Einstein and the Changing World Views of Physics, 1905/2005


HGR7. Seventh International Conference on the History of General Relativity,
La Orotava, March 9-15, 2005

 

Relativity: the Roots

Jean Eisenstaedt

Observatoire de Paris

In 1786, Robert Blair, an unknown astronomer from Edinburgh, gave a systematic treatment of a -classical and relativistic- Newtonian kinematics of light.
Two years before, John Michell had developped a Newtonian theory of the action of gravitation on light, and invented what Laplace later called dark bodies. In the same way Soldner will calculate the deviation of light due to gravitation.
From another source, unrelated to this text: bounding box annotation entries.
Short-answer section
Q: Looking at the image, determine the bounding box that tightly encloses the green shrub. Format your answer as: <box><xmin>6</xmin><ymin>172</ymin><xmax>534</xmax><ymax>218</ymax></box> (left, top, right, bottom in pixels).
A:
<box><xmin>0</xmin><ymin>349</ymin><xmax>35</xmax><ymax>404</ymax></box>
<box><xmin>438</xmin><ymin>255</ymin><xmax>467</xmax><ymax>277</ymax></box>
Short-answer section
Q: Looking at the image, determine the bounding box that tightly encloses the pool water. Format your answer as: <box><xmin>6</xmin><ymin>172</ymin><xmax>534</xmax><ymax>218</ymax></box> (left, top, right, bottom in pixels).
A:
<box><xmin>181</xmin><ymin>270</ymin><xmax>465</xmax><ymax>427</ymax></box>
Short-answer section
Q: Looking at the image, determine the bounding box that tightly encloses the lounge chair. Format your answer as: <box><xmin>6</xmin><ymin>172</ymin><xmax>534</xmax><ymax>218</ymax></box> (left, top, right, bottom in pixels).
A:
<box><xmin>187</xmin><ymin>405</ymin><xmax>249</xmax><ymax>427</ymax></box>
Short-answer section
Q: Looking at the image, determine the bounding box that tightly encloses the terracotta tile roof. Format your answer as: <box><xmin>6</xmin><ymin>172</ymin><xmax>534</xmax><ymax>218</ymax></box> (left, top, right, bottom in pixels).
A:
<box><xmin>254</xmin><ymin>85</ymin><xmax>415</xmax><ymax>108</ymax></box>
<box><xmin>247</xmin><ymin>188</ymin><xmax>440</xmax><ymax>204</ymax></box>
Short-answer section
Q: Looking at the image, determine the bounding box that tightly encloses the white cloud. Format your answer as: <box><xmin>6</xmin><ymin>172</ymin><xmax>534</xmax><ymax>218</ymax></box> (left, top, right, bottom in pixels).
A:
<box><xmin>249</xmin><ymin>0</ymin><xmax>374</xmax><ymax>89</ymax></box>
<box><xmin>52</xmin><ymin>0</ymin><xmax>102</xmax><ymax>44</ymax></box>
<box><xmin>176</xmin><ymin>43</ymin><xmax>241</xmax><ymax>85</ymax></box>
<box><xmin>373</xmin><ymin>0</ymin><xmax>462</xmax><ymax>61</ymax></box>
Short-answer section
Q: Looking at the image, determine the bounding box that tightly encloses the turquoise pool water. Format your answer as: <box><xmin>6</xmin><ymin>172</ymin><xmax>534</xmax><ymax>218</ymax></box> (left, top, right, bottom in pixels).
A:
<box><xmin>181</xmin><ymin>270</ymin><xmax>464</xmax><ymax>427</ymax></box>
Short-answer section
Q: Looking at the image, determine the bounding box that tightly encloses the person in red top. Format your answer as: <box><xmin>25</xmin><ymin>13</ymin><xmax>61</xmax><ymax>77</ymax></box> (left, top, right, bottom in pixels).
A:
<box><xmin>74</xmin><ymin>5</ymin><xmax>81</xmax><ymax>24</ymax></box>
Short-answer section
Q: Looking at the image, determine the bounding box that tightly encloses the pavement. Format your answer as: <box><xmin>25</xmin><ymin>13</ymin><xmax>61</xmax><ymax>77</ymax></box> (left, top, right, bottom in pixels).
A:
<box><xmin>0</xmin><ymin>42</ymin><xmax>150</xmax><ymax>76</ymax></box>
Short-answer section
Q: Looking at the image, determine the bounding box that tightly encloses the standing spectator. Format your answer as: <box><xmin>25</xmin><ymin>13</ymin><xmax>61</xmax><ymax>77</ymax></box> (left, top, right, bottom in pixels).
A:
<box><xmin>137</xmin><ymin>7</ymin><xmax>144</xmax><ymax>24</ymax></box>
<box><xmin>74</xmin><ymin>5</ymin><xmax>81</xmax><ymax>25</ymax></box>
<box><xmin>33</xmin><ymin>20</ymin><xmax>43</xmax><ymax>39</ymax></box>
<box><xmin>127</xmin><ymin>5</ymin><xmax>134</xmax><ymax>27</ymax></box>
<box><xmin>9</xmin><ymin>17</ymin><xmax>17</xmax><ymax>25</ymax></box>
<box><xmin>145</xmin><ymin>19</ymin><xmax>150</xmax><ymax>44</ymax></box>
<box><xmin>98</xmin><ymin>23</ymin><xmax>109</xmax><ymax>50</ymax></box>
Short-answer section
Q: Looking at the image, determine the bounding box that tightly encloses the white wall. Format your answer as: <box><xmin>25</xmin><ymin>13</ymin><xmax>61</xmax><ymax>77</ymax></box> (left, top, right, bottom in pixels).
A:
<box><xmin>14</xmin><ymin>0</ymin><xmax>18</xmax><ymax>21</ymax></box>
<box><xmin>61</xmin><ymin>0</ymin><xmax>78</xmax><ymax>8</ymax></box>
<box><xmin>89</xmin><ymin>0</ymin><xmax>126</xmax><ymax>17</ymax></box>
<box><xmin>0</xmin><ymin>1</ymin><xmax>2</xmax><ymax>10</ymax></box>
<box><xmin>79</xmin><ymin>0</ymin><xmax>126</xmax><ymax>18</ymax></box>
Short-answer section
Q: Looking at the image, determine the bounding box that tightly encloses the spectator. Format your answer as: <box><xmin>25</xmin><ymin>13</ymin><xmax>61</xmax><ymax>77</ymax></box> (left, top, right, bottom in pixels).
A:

Michell had also pointed out that the velocity of light could be measured with the help of refraction experiments and put forward the essence of the Einstein Doppler gravitational effect.
Blair went a step further and inferred the existence of the Doppler-Fizeau effect : a variation of refraction due to a relative motion of the source and the observer. He clearly understood that it was a way to determine the motion of the Earth, planets and stars. Blair's proposal is at the roots of Arago's well-known 1806-1810's experiments on the velocity of light.
In the context of the undulatory theory of light, he also proposed an experiment to determine the absolute velocity of the Earth, actually the basis of the famous experiment performed by Albert Michelson 100 years later.
In fact, this corpus contains the very questions of the relativistic optics of moving bodie, the roots of spectroscopy, and addresses the very problems that would be hotly debated in the 19th century, only to be solved by Einstein in 1905.